Adam turned his back to it. How to get her to relax? Standing over her certainly wasn’t going to accomplish that. He sat down on the rug beside the fire, leaned back against the footstool, and tried to look comfortable. “What are you reading?”
Miss Knightley moistened her lips. “Northanger Abbey.”
“Is it good?”
She nodded. “You may read it if you like.” She politely held out the book.
Adam accepted it. Now what? he asked himself, turning the book over in his hands. He needed a subject that would get her talking. “You play the pianoforte extraordinary well.”
“Thank you.”
For a moment there was an awkward silence. Adam looked at her in frustration. Firelight gilded her hair and played across her pale cheek. Talk to me, Miss Knightley.
As if she had heard him, Arabella Knightley said, “My mother taught me how to play. Music was her passion. She played much better than I do.”
Adam placed the book on the floor. “She must have been very gifted.”
Arabella Knightley nodded. She looked at the fire. “Mother insisted there was always a piano in the houses we were in, and after . . . after Lord Crowe, when we were in Whitechapel, she found one in a church.” She glanced at him. “Every week we’d clean the church, and afterwards my mother was allowed to play the piano.” She smiled faintly. “And after she’d played, she taught me. We had two pieces of music: a prelude by Bach, and one of Handel’s airs.” The smile faded. “I still have them.”
“The piece you played tonight, is that one of them?”

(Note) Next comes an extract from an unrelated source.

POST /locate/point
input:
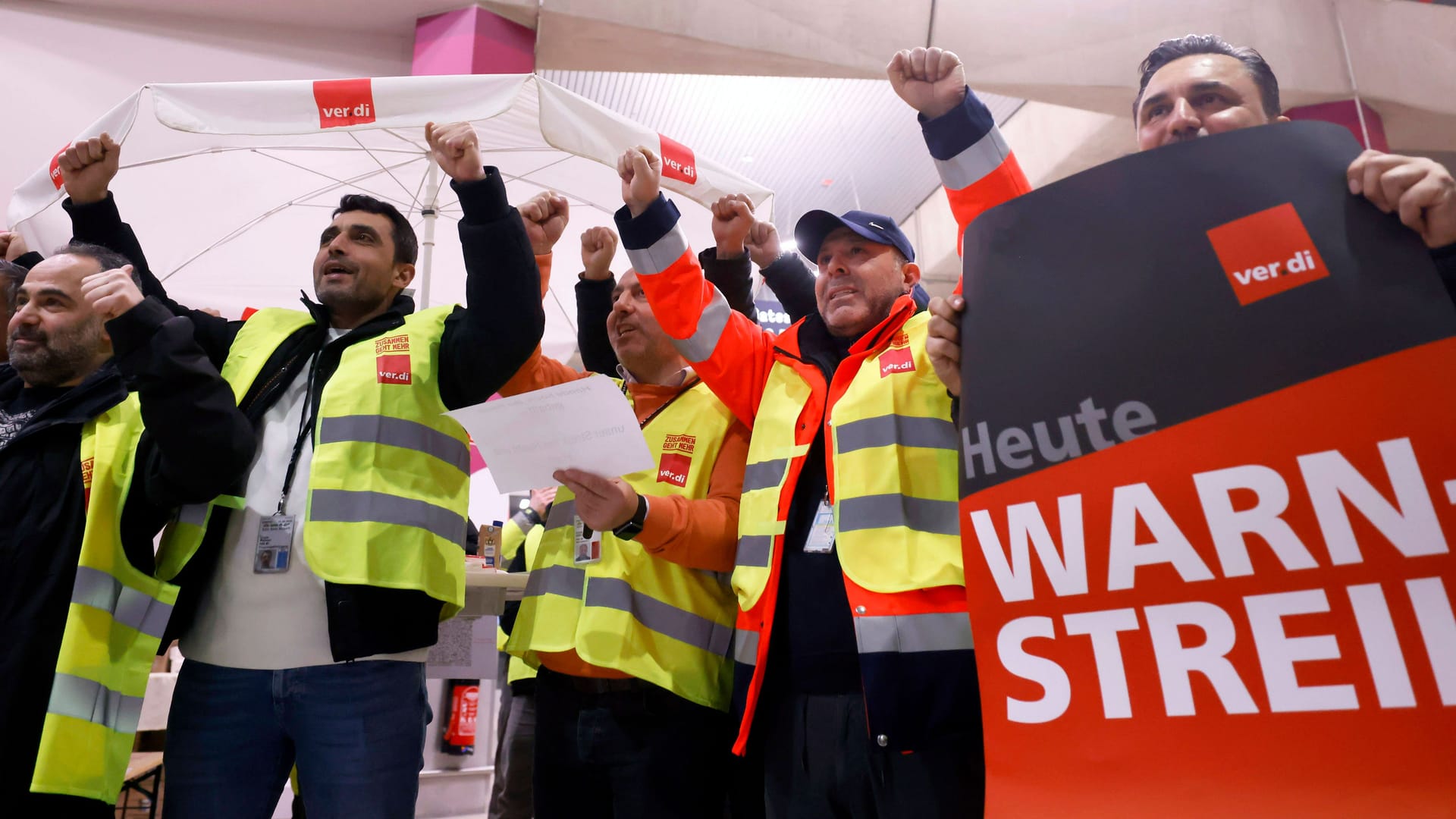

Miss Knightley shook her head. “That was Beethoven. I like Beethoven. His music has been . . . a very good friend to me.”
“How?”
“Oh . . .” She grimaced. “My mother made me promise, before she sent me to Westwick Hall, that I would never lose my temper, or sulk or cry or behave badly in any way. Sometimes it was a difficult promise to keep.”
“I can imagine it was.”
Miss Knightley nodded. “When it was particularly hard, I played Beethoven.” She glanced at him, with almost a hint of mischief in her eyes. “Beethoven is very good to play when one is angry.”
“Is it?” he said, amused.
Miss Knightley nodded again. She smoothed her nightgown over her knees and fingered a fold of cambric. “Beethoven is also why my grandfather made me heir to his fortune.”
Adam’s eyebrows rose. “Beethoven? How?”